Par Jean-François Vandeuren
Si nous nous fions aux tendances des dernières années, la prémisse de Contagion aurait normalement été un projet rêvé pour tous cinéastes friands de mises en scène chaotiques et on ne peut plus chargées dramatiquement et désireux d’amener la civilisation au bord d’un gouffre qui semblera de plus en plus inévitable. Or, bien qu’entretenant avec vigueur et intelligence une atmosphère de peur et de paranoïa propre à ce type de récits, le résultat s’avère autrement plus intéressant entre les mains d’un réalisateur aussi versatile que Steven Soderbergh, ce dernier abordant la crise en cours d’une manière beaucoup plus posée, mais non moins effrayante, bien au contraire. La présente entreprise propose ainsi une simulation particulièrement réaliste de la diffusion d’un tel état de panique sans que celui-ci n’en vienne jamais à contaminer sa facture esthétique. Contagion débutera du coup alors que nous verrons différents individus retourner dans leurs pays respectifs après avoir contracté un étrange virus lors d’un voyage à Hong Kong, lequel se révélera vite extrêmement contagieux, et surtout mortel. Nous suivrons à partir de ce fameux « jour 2 » l’évolution de la propagation de la maladie à travers le monde sur une période d’un peu plus de quatre mois. Le vingt-deuxième long métrage de Steven Soderbergh s’intéressera dès lors autant aux répercussions sociales que politiques et économiques de ce nouveau fléau à partir des cas plus spécifiques de civils ayant perdu des proches, d’un blogueur cherchant à dénoncer la soi-disant conspiration entourant la gestion de la crise par les instances gouvernementales et les compagnies pharmaceutiques, ainsi que de plusieurs scientifiques et haut placés tentant d’enrayer la menace et de trouver un vaccin le plus rapidement possible.

Le présent exercice n’est évidemment pas sans rappeler le Outbreak qu’avait signé Wolfgang Petersen en 1995, dans lequel une petite localité des États-Unis était mise en quarantaine après que sa population ait commencé à souffrir des effets d’un virus rappelant la fièvre Ebola. Si la pandémie s’étend ici à l’échelle mondiale, Contagion ne cherche étonnamment jamais à exploiter les codes du suspense traditionnel ou à mettre sur pied diverses sous-intrigues aux visées purement spectaculaires ou mélodramatiques. La démarche de Soderbergh et du scénariste Scott Z. Burns (The Informant!) est d’ailleurs assez similaire à celle qu’avait édifiée le réalisateur pour dresser un portrait pour le moins exhaustif de la guerre contre la drogue dans le brillant Traffic de 2000, s’aventurant de nouveau sur plusieurs fronts afin de faire état d’un long combat contre un ennemi qui semblera le plus souvent invincible. Contagion rapportera dès lors les efforts des hommes et des femmes cherchant par tous les moyens à mettre un terme à cette catastrophe. La prémisse finira ainsi par avoir le dessus sur les personnages alors que Soderbergh fera preuve une fois de plus d’une remarquable méthodologie, accordant une attention au plus menu détail par l’entremise d’images simples, mais on ne peut plus évocatrices, et surtout riches en information. Le but premier de Contagion étant bien entendu de se rapprocher autant que possible de ce à quoi pourrait ressembler une telle épidémie dans la réalité. Le tout tandis que les individus tomberont par milliers, voire par millions, et que les rues normalement grouillantes de vies laisseront progressivement la place à un étalement d’ordures sans précédent et de nombreuses scènes de violence et de pillage.
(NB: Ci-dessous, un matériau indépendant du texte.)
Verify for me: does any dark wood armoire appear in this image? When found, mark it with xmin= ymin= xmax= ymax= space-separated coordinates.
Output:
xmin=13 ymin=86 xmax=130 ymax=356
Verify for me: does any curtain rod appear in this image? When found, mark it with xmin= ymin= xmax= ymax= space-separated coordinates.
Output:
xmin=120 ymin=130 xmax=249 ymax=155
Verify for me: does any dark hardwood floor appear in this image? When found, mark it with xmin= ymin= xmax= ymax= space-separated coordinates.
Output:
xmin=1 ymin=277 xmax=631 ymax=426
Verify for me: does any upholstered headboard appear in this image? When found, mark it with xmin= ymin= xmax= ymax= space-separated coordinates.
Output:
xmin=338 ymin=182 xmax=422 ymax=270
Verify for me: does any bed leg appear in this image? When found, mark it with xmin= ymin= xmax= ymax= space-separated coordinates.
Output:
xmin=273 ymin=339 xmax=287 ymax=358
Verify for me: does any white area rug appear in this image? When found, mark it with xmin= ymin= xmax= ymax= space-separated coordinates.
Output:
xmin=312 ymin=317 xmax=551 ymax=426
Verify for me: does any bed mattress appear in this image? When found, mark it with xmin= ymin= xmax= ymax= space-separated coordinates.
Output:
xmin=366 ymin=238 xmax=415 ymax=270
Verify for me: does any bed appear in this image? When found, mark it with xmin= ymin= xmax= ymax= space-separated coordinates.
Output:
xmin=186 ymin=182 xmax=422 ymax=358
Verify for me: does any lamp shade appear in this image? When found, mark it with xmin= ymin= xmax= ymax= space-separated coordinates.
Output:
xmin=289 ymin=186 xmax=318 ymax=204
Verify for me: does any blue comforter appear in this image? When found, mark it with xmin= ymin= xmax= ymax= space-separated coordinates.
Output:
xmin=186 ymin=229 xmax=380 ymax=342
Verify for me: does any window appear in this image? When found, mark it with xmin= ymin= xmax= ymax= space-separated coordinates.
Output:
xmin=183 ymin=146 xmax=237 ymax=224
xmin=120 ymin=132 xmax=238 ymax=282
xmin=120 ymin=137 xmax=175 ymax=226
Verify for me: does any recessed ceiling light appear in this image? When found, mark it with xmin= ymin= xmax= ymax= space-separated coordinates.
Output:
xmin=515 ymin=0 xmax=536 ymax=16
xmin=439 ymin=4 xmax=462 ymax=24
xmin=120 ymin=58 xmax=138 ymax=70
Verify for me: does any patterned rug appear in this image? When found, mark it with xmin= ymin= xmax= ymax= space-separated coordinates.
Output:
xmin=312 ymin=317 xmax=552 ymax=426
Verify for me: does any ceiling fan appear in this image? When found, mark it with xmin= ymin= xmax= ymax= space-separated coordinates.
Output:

Contagion prendra ainsi davantage les allures d’un document informatif, à l’image de Traffic, mais surtout du Syriana de Stephen Gaghan, que d’une oeuvre d’anticipation tirant avant tout sa consistance de son efficacité dramatique. La principale force du présent long métrage se situe justement dans la façon dont Soderbergh et Burns auront su soutenir la tension émanant de leur récit dans un film évoluant sur un ton pourtant assez monocorde en s’attaquant à des craintes on ne peut plus concrètes, et encore très présentes dans l’esprit des spectateurs. Contagion insistera à cet effet sur la façon souvent anodine dont le virus sera transmis d’un individu à un autre, à un point tel où l’effort semblera parfois prendre les traits de la campagne publicitaire la plus élaborée qui soit pour toute la gamme de produits antibactériens pour les mains. Nous penserons du coup presque instantanément à l’épidémie de grippe A (H1N1) qui avait généré un vent de panique partout sur la planète il n’y a pas si longtemps, lequel aura été alimenté de manière quelque peu abusive par les médias de masse, qui auront créé une véritable congestion - c'est le cas de le dire - autour du sujet dans les bulletins de nouvelles, choses que souligne d’ailleurs habilement Contagion. Des caractéristiques qui s’appliquent également à la façon dont les vaccins auront été distribués, et ce, autant dans la réalité passée que dans la présente fiction. Et c’est là que se situe toute la pertinence d’une démarche où le recours constant aux plans fixes et aux subtils mouvements de caméras appuie ce désir d’entretenir une certaine distance entre l’action et le spectateur tout en parvenant à rendre celle-ci tout ce qu’il y a de plus marquante.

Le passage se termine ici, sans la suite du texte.